First, the pharmaceutical industry is different from virually every other industry in the United States. For the most part, it is illegal for pharmaceutical manufacturers to identify the users of their products. This is based originated with the Health Information Portability and Privacy Act (HIPAA), explained in more detail at this government site.
What is absurd about this situation is that pharmaceutical companies are, in theory, responsible for the health of the millions of people who use their products. To give an example of the dangers, imagine that you have a popular product that causes cardiac damage after several months of use. The cardiac damage, in turn, is sometimes fatal. How does the manufacturer connect the use of the product to death registries? The simple answer. They cannot.
This is not a made-up example. Millions of people used Cox-2 inhibitors, which were on the market until 2004, when Merck voluntarily took Vioxx off the market. This issue here is whether the industry could have known earlier that such dangers lurked in the use of the drug. My contention is that the manufactureres do not have a chance, because they could not do something that virutally every other company can do -- match their customer records to publicly available mortality records.

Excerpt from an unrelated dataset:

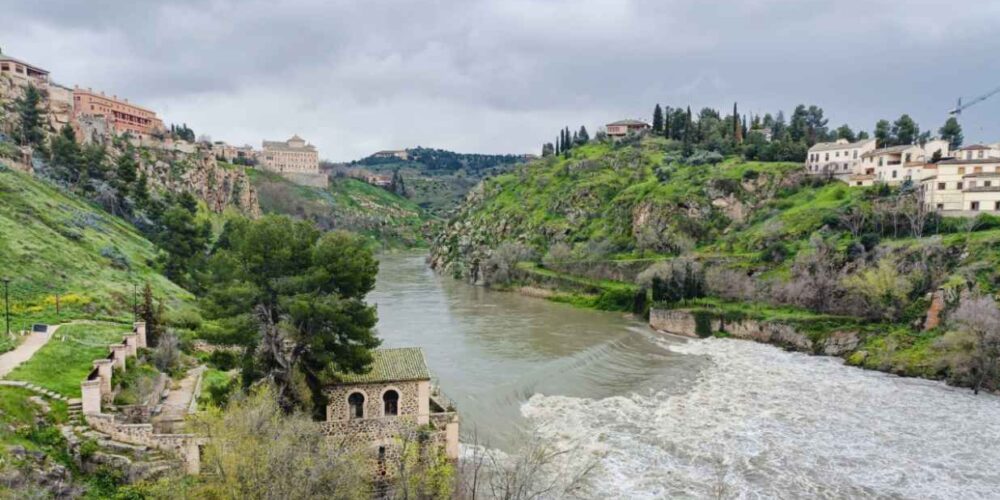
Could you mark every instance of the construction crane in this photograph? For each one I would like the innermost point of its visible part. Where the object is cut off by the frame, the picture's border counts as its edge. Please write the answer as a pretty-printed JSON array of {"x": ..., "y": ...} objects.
[{"x": 958, "y": 109}]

To be clear about the laws related to drugs. If someone has an adverse reaction while on a drug, then that must be reported to the pharmaceutical company. However, if the adverse reaction is detected a certain amount of time after the patient stops therapy (I believe two weeks), then there is not reporting requirement. Guess what. Cardiac damage caused by Cox-2 inhibitors does not necessarily kill patients right away. Nor is the damage necessarily detected while the patient is still on the therapy.

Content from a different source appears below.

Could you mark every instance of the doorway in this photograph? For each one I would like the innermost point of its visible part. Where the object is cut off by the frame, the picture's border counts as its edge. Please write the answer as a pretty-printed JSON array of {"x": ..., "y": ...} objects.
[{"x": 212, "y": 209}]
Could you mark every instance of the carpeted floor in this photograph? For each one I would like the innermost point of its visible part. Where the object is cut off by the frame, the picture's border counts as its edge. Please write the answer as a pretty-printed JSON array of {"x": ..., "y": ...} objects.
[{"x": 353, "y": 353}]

I have used deidentified records at pharmaceutical clients for various analyses that have ranged from the amusing (anniversary effects in the scripts for ED therapies) to the socially useful (do poor patients have less adherence due to copayments) to the actionable (what messages to give to prescribers). In all cases, we have had to do more work than necessary because of the de-identification requirements, and to make assumptions and work-arounds that may have hurt the analyses. And, contrary to what the New York Times article may lead you to believe, both IMS and Verispan take privacy very seriously. Were I inclined to try to identify particular records, it would be virtually impossible.

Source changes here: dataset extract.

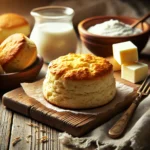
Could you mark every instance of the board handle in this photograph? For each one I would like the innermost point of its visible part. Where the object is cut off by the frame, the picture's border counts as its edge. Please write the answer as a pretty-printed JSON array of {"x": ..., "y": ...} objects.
[{"x": 119, "y": 127}]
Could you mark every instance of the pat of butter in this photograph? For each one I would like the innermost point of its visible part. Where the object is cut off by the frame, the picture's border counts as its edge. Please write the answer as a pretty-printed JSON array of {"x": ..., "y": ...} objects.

Every time a drug is used, there is perhaps an opportunity to learn about its effectiveness and interactions with other therapies. In many cases, these are questions that scientists do not even know to ask, and such exploratory data mining can be critical in establishing hypotheses. Questions such as:
- Are the therapies equally effective, regardless of gender, age, race, and geography?
- Do demographics affect adherence?
- What interactions does a given therapy have with other therapies?
- Does the use of a particular therapy have an effect on mortality?